What followed was my professor attacking me for using the word "we" to describe anti-Trump people, and for describing blue states as "safe". Apparently, even though I had carefully marked out the fact that we all have very different relationships to the policies of this nation, and that some of us have more power and privilege than others, just the fact that I used "we" was "triggering" to my professor. Even though "safe" was clearly being used in the context of "electorally safe", it somehow signified my ignorance to the dangers people can face in states across the country. The conversation turned into a forty minute shouting match (me mostly being the one shouted at). 

This is political correctness. In order not to have the Sasquatch of scare quote "political correctness" (being a decent person aware of one's privileges) turned into a real thing, one has to call the real gorilla in the room what it is. It's not representative of the left as a whole, but it is a subset of the left: a group of people who are so captured inside a bubble that they haven't been challenged. A paper cut-- the use of the second person plural-- is enough to send them into anaphylaxis.
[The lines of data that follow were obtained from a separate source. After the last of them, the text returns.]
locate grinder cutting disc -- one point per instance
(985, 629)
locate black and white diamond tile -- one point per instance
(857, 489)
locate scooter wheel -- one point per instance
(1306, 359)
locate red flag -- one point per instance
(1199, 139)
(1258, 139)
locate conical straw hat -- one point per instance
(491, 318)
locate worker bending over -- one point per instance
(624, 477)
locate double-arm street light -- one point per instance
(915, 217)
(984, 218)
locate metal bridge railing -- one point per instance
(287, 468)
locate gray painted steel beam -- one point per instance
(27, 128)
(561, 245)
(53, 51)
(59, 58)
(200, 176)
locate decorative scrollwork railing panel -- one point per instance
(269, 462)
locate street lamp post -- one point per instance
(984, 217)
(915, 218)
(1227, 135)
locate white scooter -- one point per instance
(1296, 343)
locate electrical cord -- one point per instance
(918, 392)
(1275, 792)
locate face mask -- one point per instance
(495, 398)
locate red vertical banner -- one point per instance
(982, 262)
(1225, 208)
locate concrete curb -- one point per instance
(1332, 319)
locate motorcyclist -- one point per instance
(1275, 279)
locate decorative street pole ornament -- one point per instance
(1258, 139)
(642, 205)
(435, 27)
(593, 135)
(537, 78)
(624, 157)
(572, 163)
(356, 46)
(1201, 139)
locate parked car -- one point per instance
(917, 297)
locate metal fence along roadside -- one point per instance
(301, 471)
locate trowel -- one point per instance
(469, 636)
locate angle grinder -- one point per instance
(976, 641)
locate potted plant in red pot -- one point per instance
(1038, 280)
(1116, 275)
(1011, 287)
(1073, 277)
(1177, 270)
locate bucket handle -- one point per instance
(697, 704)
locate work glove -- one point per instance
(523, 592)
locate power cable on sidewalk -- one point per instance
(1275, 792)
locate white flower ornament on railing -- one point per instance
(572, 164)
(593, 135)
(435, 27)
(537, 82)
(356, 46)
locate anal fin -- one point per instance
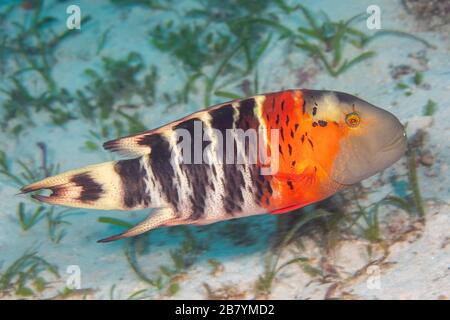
(159, 217)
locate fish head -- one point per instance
(370, 138)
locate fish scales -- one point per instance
(318, 142)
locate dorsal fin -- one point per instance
(138, 144)
(133, 145)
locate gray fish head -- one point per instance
(374, 139)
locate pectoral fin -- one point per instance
(158, 218)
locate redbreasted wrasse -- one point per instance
(325, 142)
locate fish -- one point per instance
(310, 144)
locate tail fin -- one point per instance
(98, 186)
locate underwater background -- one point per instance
(136, 65)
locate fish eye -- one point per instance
(352, 119)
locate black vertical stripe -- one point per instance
(133, 177)
(90, 190)
(159, 161)
(197, 174)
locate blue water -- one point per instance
(136, 65)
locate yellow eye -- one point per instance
(352, 119)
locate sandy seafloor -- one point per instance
(417, 267)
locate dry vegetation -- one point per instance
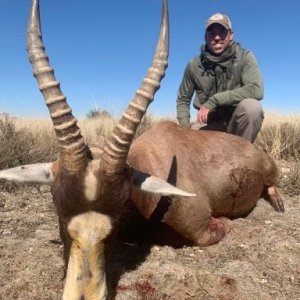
(258, 260)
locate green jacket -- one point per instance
(247, 83)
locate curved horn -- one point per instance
(116, 150)
(73, 151)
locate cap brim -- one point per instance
(217, 22)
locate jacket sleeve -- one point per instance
(251, 86)
(184, 97)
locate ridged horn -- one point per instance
(116, 149)
(73, 151)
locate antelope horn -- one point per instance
(73, 150)
(116, 149)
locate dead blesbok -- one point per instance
(223, 174)
(89, 194)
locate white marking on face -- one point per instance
(86, 277)
(90, 181)
(90, 228)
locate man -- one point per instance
(227, 84)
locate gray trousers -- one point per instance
(244, 120)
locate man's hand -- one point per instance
(202, 114)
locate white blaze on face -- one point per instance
(90, 181)
(86, 268)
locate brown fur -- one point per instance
(226, 172)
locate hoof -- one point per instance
(217, 229)
(275, 199)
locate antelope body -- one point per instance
(223, 174)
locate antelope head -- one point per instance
(90, 195)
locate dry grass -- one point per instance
(24, 141)
(280, 136)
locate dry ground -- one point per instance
(259, 259)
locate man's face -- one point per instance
(218, 38)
We need to speak up against this, not to give fodder to the people who will cut-and-paste our stories and misuse them, but to reach out to people who should be allies against oppression but who only remember that time that cousin so-and-so yelled at them at a family barbecue for saying "transgendered" instead of "transgender" (I have been cousin so-and-so, I'll admit it).  

Let's fight Trump. And sometimes, the people who have supported him are beyond being reached out to. But sometimes they're not. And moreover, we need to lose this narrative that what lost the election is people who were confused enough to cast their ballot for a demagogue. We lost because we failed to present a vision: a vision of we.


By the way, if you're wondering why this isn't about bike lanes, bike lanes shouldn't be your top concern right now. :-/


  1. I've had professors who weren't at all "we" to me. They didn't merely have their own odd or iconoclastic views. It felt more that the lot of them were deep into promoting a single bullying and corrupt worldview that I didn't buy. Their establishment worldview probably got them their jobs, so I understood where they were coming from. However, their worldview was schizoid, a blind following of an ill-thought-out cult philosophy with only fig leaves of logic behind it.

    Now, I tended to keep my own views to myself, so I rarely took fire from these teachers and profs who controlled my destiny. Actually I did take a lot of fire from them in the long run.

    In this light, "we" is correct. There's your logic which is shared by just about all of the people that you respect, and then there's a facade of political cult logic, which has Faux News to back it.

    I was getting a quote yesterday at a plumbing supply place. The shop sells plenty of black pipe, and one of the employees decided to call a black pipe an Obama pipe. None of the other employees bothered to challenge the first employee's statement. I got my quote and left. They just lost themselves a $1000 sale.

    I mention this because I think that Donald Trump's victory may have emboldened a percentage of people to be racially insensitive. It's like they're trying to form some loose kind of white people's club.

    --Anonymous as usual,
    Paul Klinkman

  2. To wit, with emphasis on second paragraph:

    "“I want to live in a #CountryOfKindness where #LoveTrumpsHate,” Lady Gaga wrote on Twitter the day after the election. She added a photo of herself at a protest outside Trump Tower in Manhattan, where she had climbed onto a truck in a strapless black jumpsuit and raised a pro-Clinton sign.

    While the angry tweets, therapeutic Instagram testimonials and fiery speeches may comfort their fans, these left-leaning celebrities are also inadvertently energizing the opposition. Conservative news outlets — most notably Breitbart News Network, the right-wing populist enclave — are perfecting the art of sapping Democratic stars’ name recognition and repurposing their words and actions into pro-Trump material. The enormous reach that celebrities enjoy, and the privileged bubble they live in, is wielded against them here, refashioned as evidence of the outsize control that the rich and famous have over regular Americans."